Dual Adversarial Training for Unsupervised Domain Adaptation

1 Jan 2021  ·  Yuan Wu, Diana Inkpen, Ahmed El-Roby ·

Deep neural networks obtain remarkable achievements in diverse real-world applications. However, their success relies on the availability of large amounts of labeled data. A trained model may fail to generalize well on a domain whose distribution differs from the training data distribution. Collecting abundant labeled data for all domains of interest are expensive and time-consuming, sometimes even impossible. Domain adaptation sets out to address this problem, aiming to leverage labeled data in the source domain to learn a good predictive model for the target domain whose labels are scarce or unavailable. A mainstream approach is adversarial domain adaptation, which learns domain invariant-features by performing alignment across different distributions. Most domain adaptation methods focus on reducing the divergence between two domains to make the improvement.

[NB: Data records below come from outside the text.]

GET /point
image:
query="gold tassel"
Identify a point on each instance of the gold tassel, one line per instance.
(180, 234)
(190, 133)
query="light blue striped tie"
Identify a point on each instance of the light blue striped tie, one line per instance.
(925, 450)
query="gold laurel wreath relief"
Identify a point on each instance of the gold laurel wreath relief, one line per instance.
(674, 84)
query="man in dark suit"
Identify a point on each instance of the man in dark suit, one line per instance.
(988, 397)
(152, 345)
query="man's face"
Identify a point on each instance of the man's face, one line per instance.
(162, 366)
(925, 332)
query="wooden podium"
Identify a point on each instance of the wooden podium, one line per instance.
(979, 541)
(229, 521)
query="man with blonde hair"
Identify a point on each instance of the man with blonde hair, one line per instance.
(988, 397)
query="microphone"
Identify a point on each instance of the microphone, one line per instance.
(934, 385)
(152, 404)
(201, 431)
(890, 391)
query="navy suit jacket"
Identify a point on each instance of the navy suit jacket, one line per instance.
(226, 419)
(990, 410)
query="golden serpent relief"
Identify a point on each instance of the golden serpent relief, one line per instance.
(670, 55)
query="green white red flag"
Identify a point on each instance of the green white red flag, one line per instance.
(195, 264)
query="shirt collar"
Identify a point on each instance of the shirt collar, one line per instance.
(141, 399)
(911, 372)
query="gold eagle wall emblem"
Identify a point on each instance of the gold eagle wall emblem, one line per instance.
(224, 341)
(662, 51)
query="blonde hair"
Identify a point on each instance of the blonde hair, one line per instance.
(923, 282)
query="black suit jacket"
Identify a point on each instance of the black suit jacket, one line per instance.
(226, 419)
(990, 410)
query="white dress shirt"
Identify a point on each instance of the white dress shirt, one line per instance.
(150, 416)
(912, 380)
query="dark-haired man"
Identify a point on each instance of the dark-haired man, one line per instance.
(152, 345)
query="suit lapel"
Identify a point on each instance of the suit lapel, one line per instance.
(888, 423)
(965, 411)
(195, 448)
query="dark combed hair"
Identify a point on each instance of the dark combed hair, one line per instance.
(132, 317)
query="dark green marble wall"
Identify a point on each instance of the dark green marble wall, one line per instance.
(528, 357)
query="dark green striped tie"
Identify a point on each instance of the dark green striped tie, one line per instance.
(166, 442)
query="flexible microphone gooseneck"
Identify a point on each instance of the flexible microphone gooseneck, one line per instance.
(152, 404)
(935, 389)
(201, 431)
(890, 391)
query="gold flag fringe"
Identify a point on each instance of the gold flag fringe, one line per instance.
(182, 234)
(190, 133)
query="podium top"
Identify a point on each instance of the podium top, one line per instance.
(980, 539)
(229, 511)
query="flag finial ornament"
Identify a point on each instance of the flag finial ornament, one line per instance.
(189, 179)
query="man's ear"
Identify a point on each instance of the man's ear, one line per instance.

A prerequisite of domain adaptation is the adaptability, which is measured by the expected error of the ideal joint hypothesis on the source and target domains, should be kept at a small value in the process of domain alignment. However, adversarial learning may degrade the adaptability, since it distorts the original distributions by suppressing the domain-specific information. In this paper, we propose an approach, which focuses on strengthening the model's adaptability, for domain adaptation. Our proposed dual adversarial training (DAT) method introduces class-invariant features to enhance the discriminability of the latent space without sacrificing the transferability. The class-invariant features, extracted from the source domain, can play a positive role in the classification on the target domain. We demonstrate the effectiveness of our method by yielding state-of-the-art results on several benchmarks.